Associação Médica em Revista
  Editorial

Realmente precisamos diminuir o número de cesarianas?
Carlindo Machado e Silva Filho - Presidente da SOMERJ


Como pediatra e neonatologista não posso negar as vantagens que o parto normal, eutócito, traz para os recém-nascidos, como a diminuição da síndrome de angústia respiratória e da colonização por germes, o que, em condições normais, é muito melhor do que a colonização por germes hospitalares, como ocorre no parto cirúrgico, além do fato do leite destas mães apresentarem anticorpos contra os germes da flora materna.
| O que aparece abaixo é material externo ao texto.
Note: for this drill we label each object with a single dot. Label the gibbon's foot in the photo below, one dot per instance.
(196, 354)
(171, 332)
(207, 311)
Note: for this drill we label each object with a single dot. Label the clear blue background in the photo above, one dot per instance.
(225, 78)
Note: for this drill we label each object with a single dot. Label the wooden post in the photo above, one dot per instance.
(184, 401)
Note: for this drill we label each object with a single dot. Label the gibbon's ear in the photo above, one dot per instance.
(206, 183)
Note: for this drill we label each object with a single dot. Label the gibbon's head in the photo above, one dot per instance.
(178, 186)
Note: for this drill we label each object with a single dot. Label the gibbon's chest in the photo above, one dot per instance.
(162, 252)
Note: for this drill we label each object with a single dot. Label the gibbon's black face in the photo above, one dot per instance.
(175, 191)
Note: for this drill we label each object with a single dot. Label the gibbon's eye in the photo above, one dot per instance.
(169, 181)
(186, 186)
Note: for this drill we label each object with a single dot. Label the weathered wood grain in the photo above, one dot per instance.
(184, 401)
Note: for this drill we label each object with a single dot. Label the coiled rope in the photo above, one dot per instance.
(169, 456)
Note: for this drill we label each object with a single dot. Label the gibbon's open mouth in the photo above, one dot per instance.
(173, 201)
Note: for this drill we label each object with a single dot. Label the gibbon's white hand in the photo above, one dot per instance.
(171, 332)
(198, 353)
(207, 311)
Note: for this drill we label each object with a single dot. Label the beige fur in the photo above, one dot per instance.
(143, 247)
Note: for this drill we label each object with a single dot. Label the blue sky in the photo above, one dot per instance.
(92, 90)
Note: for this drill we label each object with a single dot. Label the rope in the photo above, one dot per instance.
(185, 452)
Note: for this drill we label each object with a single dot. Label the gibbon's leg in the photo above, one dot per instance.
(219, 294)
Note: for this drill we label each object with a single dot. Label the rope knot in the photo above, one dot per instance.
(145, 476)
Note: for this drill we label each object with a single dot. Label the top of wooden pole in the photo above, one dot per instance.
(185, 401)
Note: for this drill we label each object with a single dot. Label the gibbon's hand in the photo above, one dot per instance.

Também não se discute que as cesarianas desnecessárias são inaceitáveis. É inadmissível que se faça parto cirúrgico porque é véspera de um feriado prolongado ou “para o neném nascer no mesmo dia que o avô”. Agora, causa estranheza a preocupação da Agência Nacional de Saúde Suplementar (ANS) em buscar um pacto para diminuir o número de cesarianas no setor, sob a alegação de que “o Brasil é campeão de cesarianas” e que se faz muito mais cesarianas na saúde suplementar do que no SUS.

Analisemos os diferentes argumentos com que nos defrontamos em recente reunião na ANS:

“A cesariana é causa de aumento da morbi-mortalidade materna”. Não há qualquer trabalho que comprove cientificamente, sem contestações, que a mortalidade materna aumente com o parto cirúrgico. Talvez se comprove um aumento na morbidade. Além disso, em 2004, segundo a ANS, ocorreram 2.552.766 nascimentos, sendo que 87,9% no SUS, com taxa de 27,53% de cesarianas; e 12,1% no setor de saúde suplementar, com um índice de 79,7% de cesarianas. Eu pergunto, se houve mais, em números relativos, morbi-mortalidade materno-fetal no primeiro ou no segundo grupo? Será que o motivo que leva a esta “discrepância” não é a limitação do pagamento de partos cirúrgicos no SUS? Cabe lembrar que é muito mais grave se deixar de fazer uma cesariana necessária do que se fazer uma desnecessária.

“O Brasil está na contramão dos países desenvolvidos em número de cesarianas”. Vale lembrar que o Brasil está na contramão dos países desenvolvidos em coisas mais importantes, tais como saúde, educação, saneamento básico, habitação, emprego, salário e distribuição de renda.
“As cesarianas causam prematuridade”. Será que este aumento de prematuros não está ligado, majoritariamente, à melhora do atendimento neonatal, que permite interrupções precoces de gravidez em situações de risco para a mãe e o feto?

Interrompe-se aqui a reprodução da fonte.